What the G20 Reform Commitments Could Mean for the Transatlantic Economic Relationship

As the world’s economies rebound from the global recession, international institutions including the European Union, the Organization for Economic Cooperation and Development (OECD), and the Group of Twenty (G20) have begun to get serious about fixing the global financial system. 
Following the OECD’s plan presented in July to overhaul the global finance system by attacking tax havens and closing financial loopholes, the G20 has begun a serious discussion on implementing these recommendations on an international scale.  The G20 summit’s finance agenda outlined last week in Saint Petersburg further honed in on the need for international cooperation on tax, banking, and finance regulation. 

Proposals high atop the OECD and G20 agendas include plans to the strengthen the roles of central banks to better handle financial crises, and installations of sweeping laws and commitments that would substantially hinder the ability of large companies to shift profits generated in high tax countries to low tax jurisdictions.  Although certain multinationals have spoken out in favor of these plans, there has been significant pushback from others. Broadly speaking, the general feeling among the international regulatory community tends to reflect that these reforms would be a step forward on the road to financial regulatory coherence and fairness across borders.

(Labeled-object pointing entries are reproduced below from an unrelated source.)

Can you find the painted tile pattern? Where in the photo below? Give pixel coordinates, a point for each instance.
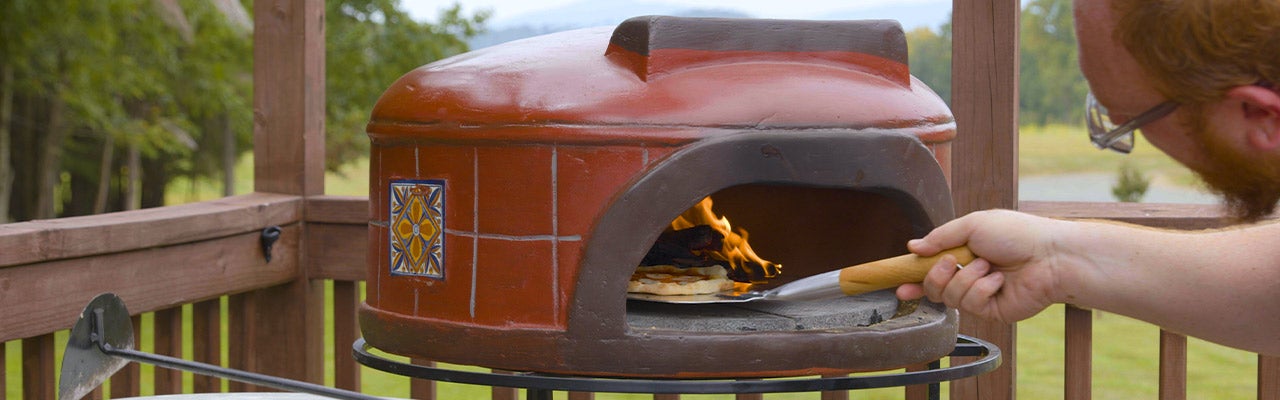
(417, 228)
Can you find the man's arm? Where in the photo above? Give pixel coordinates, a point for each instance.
(1223, 286)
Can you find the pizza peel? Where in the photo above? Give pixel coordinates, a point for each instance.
(848, 281)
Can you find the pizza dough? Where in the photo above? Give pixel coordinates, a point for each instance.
(673, 281)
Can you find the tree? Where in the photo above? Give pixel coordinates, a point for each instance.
(1051, 89)
(100, 112)
(929, 55)
(369, 45)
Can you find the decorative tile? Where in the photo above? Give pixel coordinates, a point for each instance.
(417, 228)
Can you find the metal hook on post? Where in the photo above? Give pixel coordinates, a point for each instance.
(268, 239)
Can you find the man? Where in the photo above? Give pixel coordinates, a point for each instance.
(1198, 77)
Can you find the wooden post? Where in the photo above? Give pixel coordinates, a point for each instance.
(206, 333)
(167, 340)
(279, 330)
(346, 330)
(984, 168)
(37, 367)
(1078, 372)
(1173, 366)
(1269, 377)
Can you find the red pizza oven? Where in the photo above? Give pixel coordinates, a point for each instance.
(515, 190)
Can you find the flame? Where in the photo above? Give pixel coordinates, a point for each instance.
(735, 249)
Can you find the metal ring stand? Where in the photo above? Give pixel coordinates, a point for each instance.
(542, 385)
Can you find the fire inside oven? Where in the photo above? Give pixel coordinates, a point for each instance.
(767, 235)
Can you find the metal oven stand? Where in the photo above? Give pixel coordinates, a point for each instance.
(540, 385)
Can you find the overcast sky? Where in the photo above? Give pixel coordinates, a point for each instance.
(503, 9)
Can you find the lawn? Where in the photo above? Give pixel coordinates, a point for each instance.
(1124, 355)
(1065, 149)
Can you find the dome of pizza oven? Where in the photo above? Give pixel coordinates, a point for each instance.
(581, 77)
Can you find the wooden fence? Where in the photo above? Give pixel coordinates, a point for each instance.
(161, 259)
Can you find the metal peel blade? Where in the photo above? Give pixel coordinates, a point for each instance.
(85, 366)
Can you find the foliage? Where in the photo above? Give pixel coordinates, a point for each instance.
(929, 57)
(1130, 185)
(370, 44)
(1051, 89)
(103, 104)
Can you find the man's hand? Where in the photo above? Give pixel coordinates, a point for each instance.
(1015, 275)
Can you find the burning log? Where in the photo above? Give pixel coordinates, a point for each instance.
(699, 239)
(685, 248)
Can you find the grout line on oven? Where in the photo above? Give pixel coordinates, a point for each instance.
(475, 225)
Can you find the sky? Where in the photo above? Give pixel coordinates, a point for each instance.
(503, 9)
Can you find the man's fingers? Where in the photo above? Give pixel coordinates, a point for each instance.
(950, 235)
(938, 277)
(963, 280)
(909, 291)
(979, 296)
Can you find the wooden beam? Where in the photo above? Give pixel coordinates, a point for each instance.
(82, 236)
(51, 295)
(1159, 216)
(984, 164)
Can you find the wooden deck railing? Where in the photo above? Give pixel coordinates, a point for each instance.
(210, 255)
(206, 255)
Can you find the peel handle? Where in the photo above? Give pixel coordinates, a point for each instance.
(891, 272)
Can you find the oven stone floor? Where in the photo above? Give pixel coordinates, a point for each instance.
(764, 316)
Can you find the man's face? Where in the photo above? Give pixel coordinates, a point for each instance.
(1249, 187)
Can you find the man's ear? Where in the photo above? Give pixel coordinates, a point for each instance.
(1258, 113)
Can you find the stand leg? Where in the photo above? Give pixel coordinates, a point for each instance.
(538, 394)
(936, 387)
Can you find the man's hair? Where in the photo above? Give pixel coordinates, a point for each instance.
(1196, 50)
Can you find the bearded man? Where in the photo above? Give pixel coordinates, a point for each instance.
(1200, 78)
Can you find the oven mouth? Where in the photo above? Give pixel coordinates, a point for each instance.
(808, 231)
(863, 194)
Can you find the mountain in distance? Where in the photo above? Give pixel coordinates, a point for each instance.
(584, 14)
(910, 16)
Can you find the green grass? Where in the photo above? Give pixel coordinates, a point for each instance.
(1065, 149)
(1125, 354)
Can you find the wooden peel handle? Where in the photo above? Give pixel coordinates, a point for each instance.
(896, 271)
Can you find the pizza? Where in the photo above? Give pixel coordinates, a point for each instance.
(675, 281)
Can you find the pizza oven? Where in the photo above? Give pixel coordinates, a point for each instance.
(516, 189)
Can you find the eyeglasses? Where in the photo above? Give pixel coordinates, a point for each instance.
(1106, 135)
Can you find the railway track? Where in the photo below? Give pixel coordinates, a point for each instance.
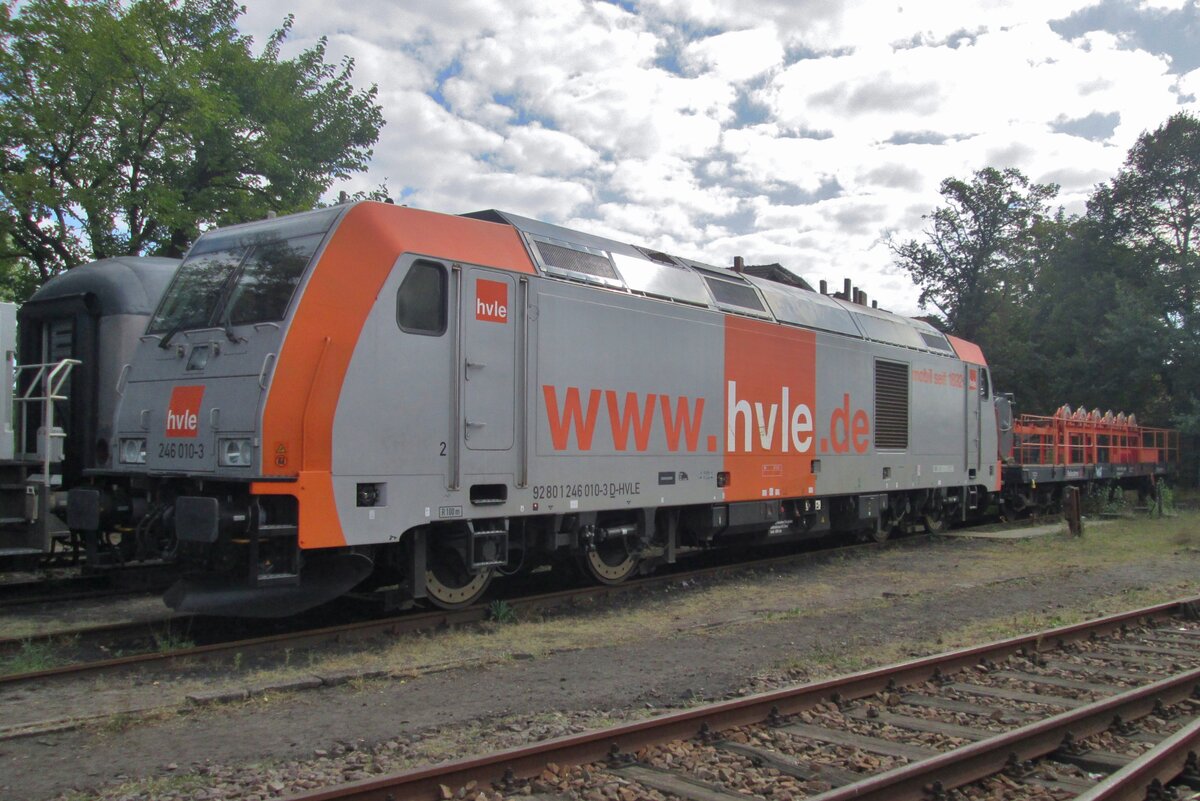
(1103, 710)
(153, 640)
(85, 586)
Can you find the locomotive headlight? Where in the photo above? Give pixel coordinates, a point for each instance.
(133, 451)
(235, 452)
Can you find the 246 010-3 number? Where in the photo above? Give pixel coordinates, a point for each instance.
(180, 450)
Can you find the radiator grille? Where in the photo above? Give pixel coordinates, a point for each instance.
(891, 405)
(564, 258)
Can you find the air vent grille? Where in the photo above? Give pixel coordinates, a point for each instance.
(891, 405)
(564, 258)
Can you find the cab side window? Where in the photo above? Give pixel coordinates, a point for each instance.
(421, 300)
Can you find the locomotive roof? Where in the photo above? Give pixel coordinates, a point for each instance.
(576, 256)
(125, 284)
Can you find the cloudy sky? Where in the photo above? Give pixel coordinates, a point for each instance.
(791, 131)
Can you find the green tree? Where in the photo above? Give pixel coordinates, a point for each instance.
(1152, 209)
(129, 127)
(978, 251)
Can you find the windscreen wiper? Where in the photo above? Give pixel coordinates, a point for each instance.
(167, 337)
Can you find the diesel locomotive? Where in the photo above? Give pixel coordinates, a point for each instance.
(376, 398)
(64, 351)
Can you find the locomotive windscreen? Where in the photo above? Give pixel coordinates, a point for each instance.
(241, 275)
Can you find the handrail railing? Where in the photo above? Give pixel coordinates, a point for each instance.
(41, 384)
(1091, 439)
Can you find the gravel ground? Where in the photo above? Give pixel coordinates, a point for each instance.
(834, 618)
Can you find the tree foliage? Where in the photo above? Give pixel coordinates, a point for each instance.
(978, 248)
(1102, 309)
(126, 128)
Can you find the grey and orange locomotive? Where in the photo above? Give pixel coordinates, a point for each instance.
(375, 398)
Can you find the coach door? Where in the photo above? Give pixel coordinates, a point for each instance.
(490, 317)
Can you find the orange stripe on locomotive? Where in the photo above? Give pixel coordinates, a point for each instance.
(298, 419)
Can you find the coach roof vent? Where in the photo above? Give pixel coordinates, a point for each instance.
(571, 260)
(777, 272)
(661, 258)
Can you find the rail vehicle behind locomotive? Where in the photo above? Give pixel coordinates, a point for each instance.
(382, 398)
(76, 333)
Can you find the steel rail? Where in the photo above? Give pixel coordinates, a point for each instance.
(389, 626)
(1159, 765)
(594, 746)
(988, 757)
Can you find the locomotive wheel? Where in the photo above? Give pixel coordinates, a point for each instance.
(448, 582)
(610, 561)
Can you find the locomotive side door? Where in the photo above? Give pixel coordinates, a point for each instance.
(972, 419)
(490, 318)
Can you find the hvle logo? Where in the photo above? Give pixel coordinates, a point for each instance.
(184, 411)
(491, 301)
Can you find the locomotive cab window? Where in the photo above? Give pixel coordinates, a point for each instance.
(241, 276)
(421, 300)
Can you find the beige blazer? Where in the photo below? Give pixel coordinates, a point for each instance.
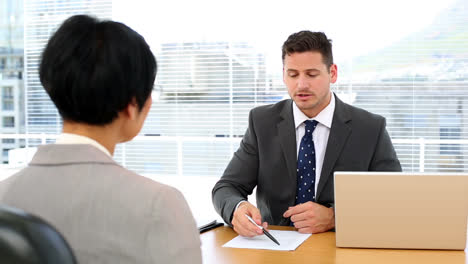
(107, 213)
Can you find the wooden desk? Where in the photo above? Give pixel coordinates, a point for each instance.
(319, 248)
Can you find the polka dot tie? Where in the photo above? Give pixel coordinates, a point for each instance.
(306, 165)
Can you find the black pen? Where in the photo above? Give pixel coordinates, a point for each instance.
(263, 229)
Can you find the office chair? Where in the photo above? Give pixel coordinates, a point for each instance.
(27, 239)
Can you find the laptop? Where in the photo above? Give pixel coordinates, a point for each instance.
(401, 210)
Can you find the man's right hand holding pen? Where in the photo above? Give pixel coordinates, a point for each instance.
(242, 225)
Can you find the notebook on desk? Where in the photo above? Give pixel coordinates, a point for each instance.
(401, 210)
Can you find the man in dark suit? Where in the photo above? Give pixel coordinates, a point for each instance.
(314, 128)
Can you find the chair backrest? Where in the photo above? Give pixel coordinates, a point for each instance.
(25, 238)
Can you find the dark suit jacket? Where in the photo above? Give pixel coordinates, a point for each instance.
(267, 158)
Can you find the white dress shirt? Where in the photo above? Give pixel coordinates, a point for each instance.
(68, 138)
(320, 134)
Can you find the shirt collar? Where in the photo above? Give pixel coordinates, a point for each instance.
(325, 117)
(68, 138)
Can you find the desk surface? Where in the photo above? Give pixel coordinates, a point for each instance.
(320, 248)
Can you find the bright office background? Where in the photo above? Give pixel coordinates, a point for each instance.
(405, 60)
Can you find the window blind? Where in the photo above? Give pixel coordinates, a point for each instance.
(42, 18)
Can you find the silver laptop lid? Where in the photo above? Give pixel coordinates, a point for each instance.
(401, 210)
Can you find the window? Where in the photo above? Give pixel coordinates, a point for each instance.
(7, 98)
(8, 121)
(5, 153)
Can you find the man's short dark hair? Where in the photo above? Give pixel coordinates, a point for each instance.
(303, 41)
(93, 69)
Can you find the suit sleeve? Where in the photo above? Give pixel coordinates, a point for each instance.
(240, 177)
(385, 158)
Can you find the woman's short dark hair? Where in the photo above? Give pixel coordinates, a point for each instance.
(303, 41)
(93, 69)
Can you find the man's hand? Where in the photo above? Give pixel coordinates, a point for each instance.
(311, 217)
(242, 225)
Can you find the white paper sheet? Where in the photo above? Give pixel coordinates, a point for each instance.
(289, 240)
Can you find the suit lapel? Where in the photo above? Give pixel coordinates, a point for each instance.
(339, 133)
(287, 137)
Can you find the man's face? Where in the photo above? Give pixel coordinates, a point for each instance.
(308, 81)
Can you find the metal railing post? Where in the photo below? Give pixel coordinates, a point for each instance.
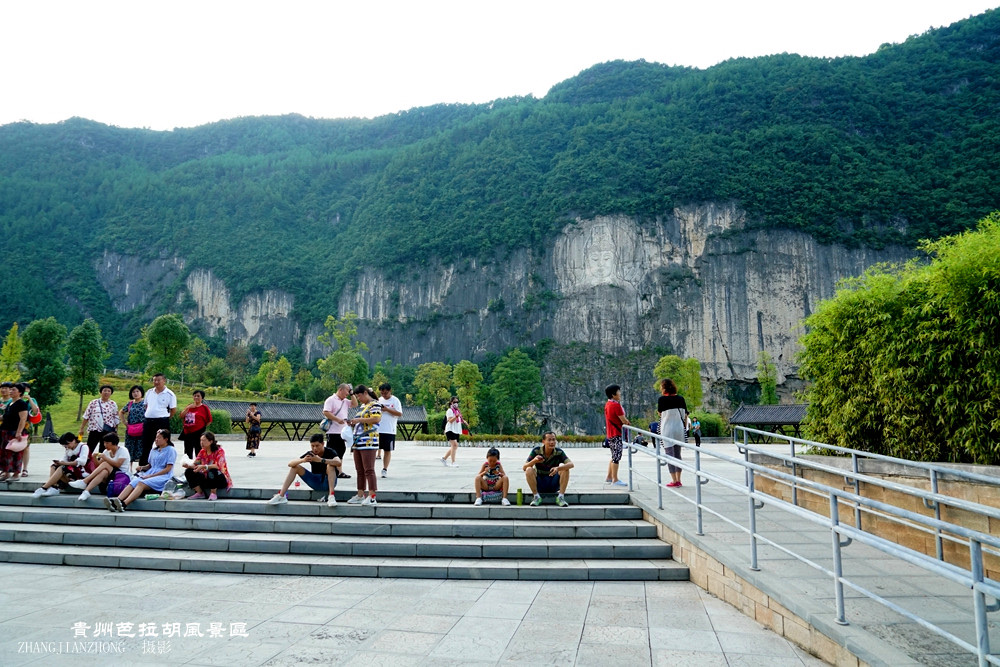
(659, 474)
(838, 568)
(857, 491)
(979, 601)
(753, 518)
(630, 467)
(937, 515)
(795, 474)
(697, 490)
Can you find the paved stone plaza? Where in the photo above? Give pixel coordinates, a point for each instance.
(50, 615)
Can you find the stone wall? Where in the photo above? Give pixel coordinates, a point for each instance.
(892, 529)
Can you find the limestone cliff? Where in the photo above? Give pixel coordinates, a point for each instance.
(611, 293)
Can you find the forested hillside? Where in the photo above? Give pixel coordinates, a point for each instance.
(896, 146)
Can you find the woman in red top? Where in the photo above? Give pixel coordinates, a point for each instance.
(614, 419)
(196, 418)
(209, 471)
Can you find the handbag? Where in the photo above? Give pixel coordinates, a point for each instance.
(18, 444)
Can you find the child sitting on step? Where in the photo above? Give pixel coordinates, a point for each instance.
(491, 480)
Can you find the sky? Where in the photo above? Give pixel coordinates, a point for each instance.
(183, 63)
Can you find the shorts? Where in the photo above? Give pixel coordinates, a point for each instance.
(315, 481)
(548, 484)
(337, 444)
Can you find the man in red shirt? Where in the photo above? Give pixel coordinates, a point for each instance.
(614, 419)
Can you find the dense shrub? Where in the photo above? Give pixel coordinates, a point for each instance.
(905, 361)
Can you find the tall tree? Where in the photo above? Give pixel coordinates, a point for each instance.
(686, 374)
(433, 385)
(467, 380)
(767, 376)
(44, 351)
(167, 337)
(10, 356)
(517, 383)
(344, 363)
(86, 350)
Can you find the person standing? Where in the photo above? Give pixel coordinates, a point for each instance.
(365, 445)
(392, 410)
(100, 417)
(133, 414)
(12, 426)
(161, 404)
(336, 409)
(34, 418)
(614, 419)
(254, 418)
(196, 418)
(673, 418)
(452, 431)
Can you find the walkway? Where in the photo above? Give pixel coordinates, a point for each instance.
(293, 621)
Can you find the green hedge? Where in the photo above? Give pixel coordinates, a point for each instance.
(495, 437)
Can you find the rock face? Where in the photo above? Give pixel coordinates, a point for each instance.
(134, 282)
(263, 318)
(610, 295)
(697, 284)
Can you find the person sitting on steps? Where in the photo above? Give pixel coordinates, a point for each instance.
(323, 465)
(491, 478)
(547, 471)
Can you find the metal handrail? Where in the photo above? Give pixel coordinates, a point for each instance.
(842, 535)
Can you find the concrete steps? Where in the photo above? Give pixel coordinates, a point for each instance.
(419, 535)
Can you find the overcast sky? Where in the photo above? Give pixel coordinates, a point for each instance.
(156, 64)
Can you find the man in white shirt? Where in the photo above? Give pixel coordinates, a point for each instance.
(161, 403)
(392, 410)
(336, 409)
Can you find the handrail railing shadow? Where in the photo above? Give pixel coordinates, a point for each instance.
(841, 534)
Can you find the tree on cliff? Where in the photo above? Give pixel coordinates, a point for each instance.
(905, 361)
(468, 380)
(44, 350)
(10, 356)
(87, 350)
(344, 363)
(686, 374)
(433, 385)
(517, 384)
(767, 376)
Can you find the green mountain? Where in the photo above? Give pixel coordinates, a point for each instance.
(889, 148)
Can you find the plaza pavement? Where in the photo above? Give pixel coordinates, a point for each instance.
(281, 620)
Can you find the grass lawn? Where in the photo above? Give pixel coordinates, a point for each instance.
(64, 413)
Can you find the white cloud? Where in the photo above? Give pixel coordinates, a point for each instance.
(182, 63)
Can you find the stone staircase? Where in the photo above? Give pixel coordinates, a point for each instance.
(408, 534)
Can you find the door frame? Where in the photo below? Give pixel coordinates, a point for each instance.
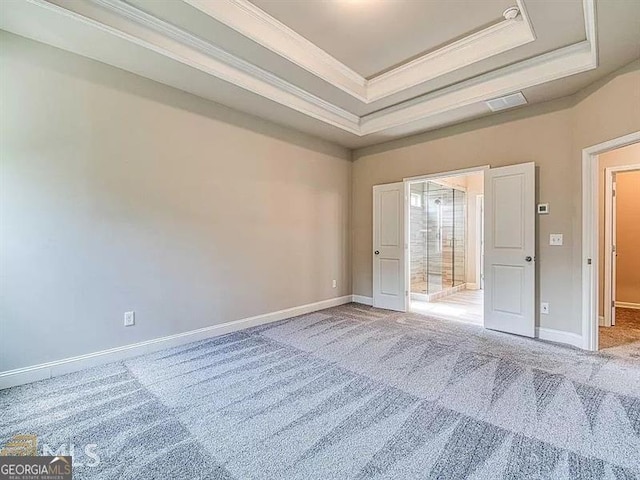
(479, 241)
(609, 225)
(590, 212)
(408, 181)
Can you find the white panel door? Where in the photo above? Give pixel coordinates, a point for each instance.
(509, 276)
(388, 247)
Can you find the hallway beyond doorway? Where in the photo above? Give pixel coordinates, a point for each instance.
(464, 306)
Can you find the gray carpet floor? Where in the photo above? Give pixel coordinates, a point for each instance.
(348, 392)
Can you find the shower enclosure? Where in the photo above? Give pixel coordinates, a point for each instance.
(438, 233)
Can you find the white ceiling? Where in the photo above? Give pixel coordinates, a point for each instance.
(316, 66)
(370, 36)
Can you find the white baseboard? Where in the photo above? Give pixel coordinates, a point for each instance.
(635, 306)
(362, 299)
(559, 336)
(20, 376)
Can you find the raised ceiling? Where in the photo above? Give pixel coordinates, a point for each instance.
(373, 36)
(357, 72)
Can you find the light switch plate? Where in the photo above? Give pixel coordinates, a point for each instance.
(129, 319)
(555, 239)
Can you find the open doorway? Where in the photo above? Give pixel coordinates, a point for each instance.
(619, 256)
(446, 223)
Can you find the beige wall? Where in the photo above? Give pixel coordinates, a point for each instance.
(552, 135)
(118, 193)
(628, 237)
(475, 187)
(629, 155)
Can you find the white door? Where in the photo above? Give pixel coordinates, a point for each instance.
(388, 247)
(509, 205)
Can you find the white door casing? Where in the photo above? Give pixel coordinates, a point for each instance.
(614, 250)
(389, 289)
(509, 260)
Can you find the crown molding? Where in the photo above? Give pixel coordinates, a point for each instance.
(254, 23)
(126, 22)
(493, 40)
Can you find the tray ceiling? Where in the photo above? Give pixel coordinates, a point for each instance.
(336, 69)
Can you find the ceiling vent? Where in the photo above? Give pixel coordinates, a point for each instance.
(508, 101)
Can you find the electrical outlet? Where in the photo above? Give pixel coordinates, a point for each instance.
(129, 319)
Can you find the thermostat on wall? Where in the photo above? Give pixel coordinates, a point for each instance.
(543, 208)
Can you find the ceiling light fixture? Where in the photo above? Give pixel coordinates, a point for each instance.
(511, 13)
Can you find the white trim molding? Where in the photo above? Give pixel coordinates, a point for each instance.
(21, 376)
(631, 305)
(590, 212)
(98, 28)
(363, 300)
(252, 22)
(609, 227)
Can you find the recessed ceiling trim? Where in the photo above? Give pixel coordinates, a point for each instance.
(254, 23)
(554, 65)
(144, 30)
(125, 22)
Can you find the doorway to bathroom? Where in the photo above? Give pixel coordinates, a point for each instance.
(446, 224)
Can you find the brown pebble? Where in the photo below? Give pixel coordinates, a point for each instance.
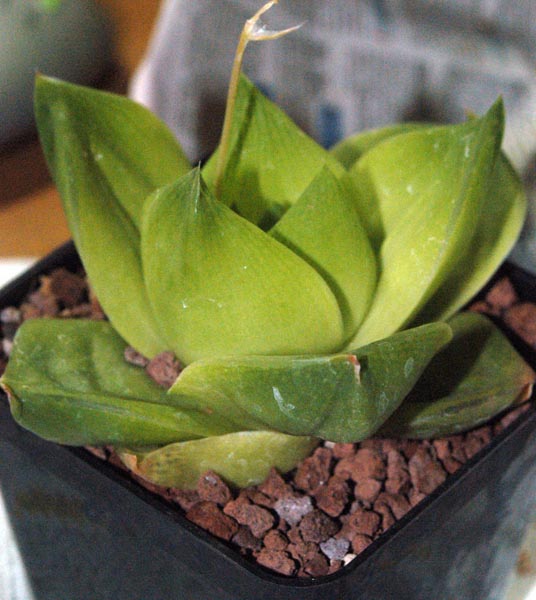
(522, 319)
(442, 448)
(333, 497)
(258, 519)
(184, 498)
(301, 551)
(386, 515)
(317, 527)
(246, 540)
(360, 542)
(277, 561)
(456, 447)
(294, 535)
(451, 465)
(274, 486)
(409, 447)
(210, 517)
(44, 299)
(67, 288)
(388, 445)
(361, 521)
(211, 487)
(398, 480)
(398, 504)
(426, 472)
(316, 565)
(366, 463)
(164, 369)
(275, 540)
(367, 490)
(257, 497)
(343, 450)
(313, 471)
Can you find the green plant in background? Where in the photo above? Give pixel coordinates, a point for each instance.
(306, 291)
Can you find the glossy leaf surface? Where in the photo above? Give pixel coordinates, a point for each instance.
(242, 459)
(324, 228)
(68, 382)
(106, 155)
(501, 220)
(478, 375)
(221, 286)
(426, 210)
(343, 397)
(271, 160)
(349, 150)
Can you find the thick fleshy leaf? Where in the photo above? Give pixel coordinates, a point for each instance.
(428, 189)
(499, 225)
(242, 459)
(67, 381)
(106, 155)
(323, 227)
(478, 375)
(349, 150)
(503, 214)
(221, 286)
(344, 397)
(271, 160)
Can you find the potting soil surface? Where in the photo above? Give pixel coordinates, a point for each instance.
(318, 518)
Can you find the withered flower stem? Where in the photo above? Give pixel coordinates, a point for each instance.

The European Union and the United States have also begun to get serious on financial reform in the past several months.  In the United States, momentum is building around an overhaul of the antiquated corporate tax system, which has largely not been reformed to sync with global standards. In the wake of the 2008 financial crisis, and with growing pressure from international institutions to shore up tax havens and offshoring, the United States now seems less reluctant to move with the rest of the OECD countries toward an international standard tax system.

On the European front, attempts by Brussels to curb cross-border tax evasions have proven ineffective. Several laws and initiatives have been constructed to close tax loopholes; however, such initiatives have fallen flat.  Countries like the Netherlands and Luxembourg provide investment and license havens to larger, higher tax-burden countries like France and Germany.  Further regulation from Brussels, like all things, will require the cooperation of the larger member countries, and so far, consensus has been difficult to secure.  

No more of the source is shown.